Greco talked about the new album in this exchange:
Q. I could hear your musical influences on the debut album (“No Apologies,” 2010). But on the new album, it seems like you’ve grown into a sound that is more your own.
A. For the first album, I had 38 years to write and get ready for it, so a lot of those songs are 10 to 20 years old. I think what happened on this one is that after I did the last record, I played more live and wrote more, and in that time, kind of found my sound, whatever that may be. And I would be remiss in not mentioning my producer and friend Pete Drivere with helping to find my sound. I record at Ampreon with him always, and I go in with finished songs and an open ear, and he is a big director in the way the music has formed.
Q. With songs such as “Southside Girl” and “Pittsburgh,” you prove to be very much an artist who writes about his own neck of the woods and the people on those familiar streets. What is it about the area that moves you to envision music?
A. I write what I feel and also what I see. Although I am proudly from the Southside [of Youngstown], and that song perfectly describes a Southside girl, it really can be from the south side of anywhere. “Pittsburgh” is all about Pittsburgh. Just a magical city that I had to put into words. That song actually came together in about 20 minutes and was written late in the recording process and was too good to leave out.

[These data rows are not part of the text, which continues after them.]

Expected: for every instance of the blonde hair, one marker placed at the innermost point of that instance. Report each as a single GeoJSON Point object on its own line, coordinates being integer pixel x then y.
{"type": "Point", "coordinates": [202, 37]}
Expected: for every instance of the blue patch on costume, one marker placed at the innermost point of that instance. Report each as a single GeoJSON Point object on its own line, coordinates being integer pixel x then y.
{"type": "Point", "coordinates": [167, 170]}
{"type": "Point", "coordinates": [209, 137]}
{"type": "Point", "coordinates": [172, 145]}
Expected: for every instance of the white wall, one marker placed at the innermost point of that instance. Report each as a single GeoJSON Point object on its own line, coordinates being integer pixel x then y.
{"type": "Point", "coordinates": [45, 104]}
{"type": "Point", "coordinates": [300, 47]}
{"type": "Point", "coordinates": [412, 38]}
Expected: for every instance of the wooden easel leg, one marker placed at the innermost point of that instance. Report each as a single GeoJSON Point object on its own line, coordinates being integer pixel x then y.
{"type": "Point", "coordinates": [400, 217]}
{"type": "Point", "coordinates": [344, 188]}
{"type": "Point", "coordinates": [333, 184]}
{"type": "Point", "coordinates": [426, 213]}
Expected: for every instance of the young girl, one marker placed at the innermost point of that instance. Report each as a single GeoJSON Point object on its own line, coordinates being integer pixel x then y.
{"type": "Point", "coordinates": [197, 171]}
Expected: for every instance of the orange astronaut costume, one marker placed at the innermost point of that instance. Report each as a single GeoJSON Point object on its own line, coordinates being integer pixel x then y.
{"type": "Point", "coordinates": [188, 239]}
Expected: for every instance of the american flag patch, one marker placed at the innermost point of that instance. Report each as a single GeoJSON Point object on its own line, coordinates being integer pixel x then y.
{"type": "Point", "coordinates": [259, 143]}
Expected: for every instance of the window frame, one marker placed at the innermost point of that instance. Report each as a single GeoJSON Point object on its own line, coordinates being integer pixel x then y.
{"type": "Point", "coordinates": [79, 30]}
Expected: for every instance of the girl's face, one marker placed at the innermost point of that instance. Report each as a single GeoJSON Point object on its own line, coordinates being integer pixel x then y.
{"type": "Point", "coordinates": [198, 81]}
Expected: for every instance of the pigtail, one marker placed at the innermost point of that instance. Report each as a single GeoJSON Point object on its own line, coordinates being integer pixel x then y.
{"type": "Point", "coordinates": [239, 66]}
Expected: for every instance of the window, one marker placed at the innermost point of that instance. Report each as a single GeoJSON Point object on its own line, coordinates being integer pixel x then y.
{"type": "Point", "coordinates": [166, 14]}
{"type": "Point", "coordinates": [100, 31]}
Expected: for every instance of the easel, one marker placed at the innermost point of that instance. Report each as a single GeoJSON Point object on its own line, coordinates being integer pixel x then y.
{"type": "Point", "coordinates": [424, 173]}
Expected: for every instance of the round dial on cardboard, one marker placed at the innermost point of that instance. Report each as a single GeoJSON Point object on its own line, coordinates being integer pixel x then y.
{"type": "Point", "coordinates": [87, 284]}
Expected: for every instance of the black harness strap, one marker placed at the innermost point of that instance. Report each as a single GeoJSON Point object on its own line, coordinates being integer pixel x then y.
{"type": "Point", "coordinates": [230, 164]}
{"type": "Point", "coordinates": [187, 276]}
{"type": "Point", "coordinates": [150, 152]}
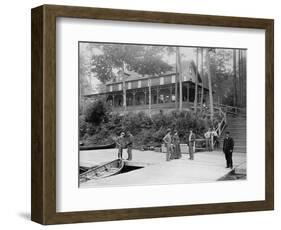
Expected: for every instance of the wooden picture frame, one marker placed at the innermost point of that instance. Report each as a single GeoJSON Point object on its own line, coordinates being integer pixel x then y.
{"type": "Point", "coordinates": [43, 208]}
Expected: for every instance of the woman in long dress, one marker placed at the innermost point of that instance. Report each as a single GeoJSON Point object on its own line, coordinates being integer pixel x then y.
{"type": "Point", "coordinates": [176, 143]}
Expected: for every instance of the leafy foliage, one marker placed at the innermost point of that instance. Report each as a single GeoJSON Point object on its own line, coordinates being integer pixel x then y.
{"type": "Point", "coordinates": [146, 131]}
{"type": "Point", "coordinates": [141, 59]}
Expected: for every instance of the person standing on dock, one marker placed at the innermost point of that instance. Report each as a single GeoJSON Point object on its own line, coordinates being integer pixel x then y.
{"type": "Point", "coordinates": [121, 144]}
{"type": "Point", "coordinates": [168, 143]}
{"type": "Point", "coordinates": [207, 136]}
{"type": "Point", "coordinates": [191, 141]}
{"type": "Point", "coordinates": [228, 145]}
{"type": "Point", "coordinates": [214, 139]}
{"type": "Point", "coordinates": [130, 139]}
{"type": "Point", "coordinates": [176, 143]}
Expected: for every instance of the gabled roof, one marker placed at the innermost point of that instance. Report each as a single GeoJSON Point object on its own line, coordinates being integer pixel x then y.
{"type": "Point", "coordinates": [186, 65]}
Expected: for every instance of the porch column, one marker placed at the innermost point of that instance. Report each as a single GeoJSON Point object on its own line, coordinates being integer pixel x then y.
{"type": "Point", "coordinates": [157, 95]}
{"type": "Point", "coordinates": [124, 95]}
{"type": "Point", "coordinates": [149, 96]}
{"type": "Point", "coordinates": [187, 92]}
{"type": "Point", "coordinates": [145, 96]}
{"type": "Point", "coordinates": [134, 97]}
{"type": "Point", "coordinates": [171, 93]}
{"type": "Point", "coordinates": [113, 97]}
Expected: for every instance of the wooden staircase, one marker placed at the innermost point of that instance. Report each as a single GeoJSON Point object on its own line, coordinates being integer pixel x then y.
{"type": "Point", "coordinates": [237, 127]}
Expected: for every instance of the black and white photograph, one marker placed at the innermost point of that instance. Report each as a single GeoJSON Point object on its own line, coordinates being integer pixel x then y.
{"type": "Point", "coordinates": [161, 114]}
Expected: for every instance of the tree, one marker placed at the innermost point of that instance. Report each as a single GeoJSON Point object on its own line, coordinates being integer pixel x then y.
{"type": "Point", "coordinates": [196, 82]}
{"type": "Point", "coordinates": [179, 70]}
{"type": "Point", "coordinates": [210, 83]}
{"type": "Point", "coordinates": [141, 59]}
{"type": "Point", "coordinates": [202, 84]}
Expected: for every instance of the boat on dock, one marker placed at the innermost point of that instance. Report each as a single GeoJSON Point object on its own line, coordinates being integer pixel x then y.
{"type": "Point", "coordinates": [105, 170]}
{"type": "Point", "coordinates": [94, 147]}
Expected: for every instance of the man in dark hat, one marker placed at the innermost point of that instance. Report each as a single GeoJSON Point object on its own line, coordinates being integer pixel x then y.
{"type": "Point", "coordinates": [228, 145]}
{"type": "Point", "coordinates": [168, 143]}
{"type": "Point", "coordinates": [130, 140]}
{"type": "Point", "coordinates": [121, 144]}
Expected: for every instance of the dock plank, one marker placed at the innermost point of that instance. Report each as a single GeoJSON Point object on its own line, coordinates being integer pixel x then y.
{"type": "Point", "coordinates": [206, 167]}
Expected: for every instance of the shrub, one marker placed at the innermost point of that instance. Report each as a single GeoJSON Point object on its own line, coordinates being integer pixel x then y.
{"type": "Point", "coordinates": [96, 112]}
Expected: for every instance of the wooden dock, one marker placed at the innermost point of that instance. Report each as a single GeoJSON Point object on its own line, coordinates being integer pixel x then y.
{"type": "Point", "coordinates": [155, 170]}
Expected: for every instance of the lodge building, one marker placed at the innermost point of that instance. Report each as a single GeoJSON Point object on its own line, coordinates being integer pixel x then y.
{"type": "Point", "coordinates": [133, 92]}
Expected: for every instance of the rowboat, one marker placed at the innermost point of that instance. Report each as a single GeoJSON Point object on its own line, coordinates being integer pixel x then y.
{"type": "Point", "coordinates": [93, 147]}
{"type": "Point", "coordinates": [102, 171]}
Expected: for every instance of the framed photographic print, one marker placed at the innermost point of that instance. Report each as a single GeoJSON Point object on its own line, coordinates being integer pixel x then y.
{"type": "Point", "coordinates": [148, 114]}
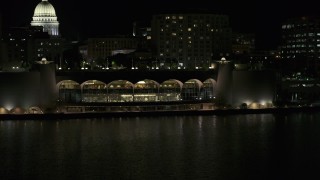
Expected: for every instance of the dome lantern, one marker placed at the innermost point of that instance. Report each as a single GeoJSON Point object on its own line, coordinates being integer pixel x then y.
{"type": "Point", "coordinates": [45, 16]}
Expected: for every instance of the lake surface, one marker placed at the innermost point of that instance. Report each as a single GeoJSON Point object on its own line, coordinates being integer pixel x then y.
{"type": "Point", "coordinates": [255, 146]}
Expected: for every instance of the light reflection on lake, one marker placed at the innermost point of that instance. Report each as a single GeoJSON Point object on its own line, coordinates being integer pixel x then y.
{"type": "Point", "coordinates": [255, 146]}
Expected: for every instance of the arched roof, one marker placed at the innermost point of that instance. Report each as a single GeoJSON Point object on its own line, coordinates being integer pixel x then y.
{"type": "Point", "coordinates": [44, 9]}
{"type": "Point", "coordinates": [93, 83]}
{"type": "Point", "coordinates": [120, 84]}
{"type": "Point", "coordinates": [68, 84]}
{"type": "Point", "coordinates": [18, 110]}
{"type": "Point", "coordinates": [192, 82]}
{"type": "Point", "coordinates": [146, 83]}
{"type": "Point", "coordinates": [209, 82]}
{"type": "Point", "coordinates": [4, 110]}
{"type": "Point", "coordinates": [171, 83]}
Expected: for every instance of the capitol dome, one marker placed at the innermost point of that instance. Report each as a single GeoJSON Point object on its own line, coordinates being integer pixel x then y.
{"type": "Point", "coordinates": [44, 9]}
{"type": "Point", "coordinates": [45, 16]}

Basically, I write what I feel and also what I see of other people and their stories and situations. Where a song like “Second Place” reaches in to that dark part of myself that is nothing but insecurities, pain and loss, to a song like “Promise of the Dream,” which was written about people I know and the struggles they were enduring. But as far as writing about the area, how could I not? Youngstown and even Pittsburgh get slagged a lot, but I could write five albums about this area and its history. It is home. Always will be. And I’m proud of it.
Q. Your cover of Bruce Springsteen’s “Youngstown” is totally appropriate. It’s hard to believe, but I don’t know of any other local musicians who covered that song. Talk about your decision to cover it.
A. That was [Drivere’s] idea. He told me to try it. I did, and it worked. I then wanted not only permission but Springsteen’s “blessing,” so I contacted his management and sent an email asking for it and explaining why I was doing the song in the first place. I basically told him that although he wrote it, my family, my history lived those words. Two days went by, and his people contacted me and I got the blessing. I must say — I not only instantly became a 15-year-old kid again, but I could have ended it right there and been content. And to be honest, it feels like my song because I have changed the arrangement from folky and soft to an angry acoustic song.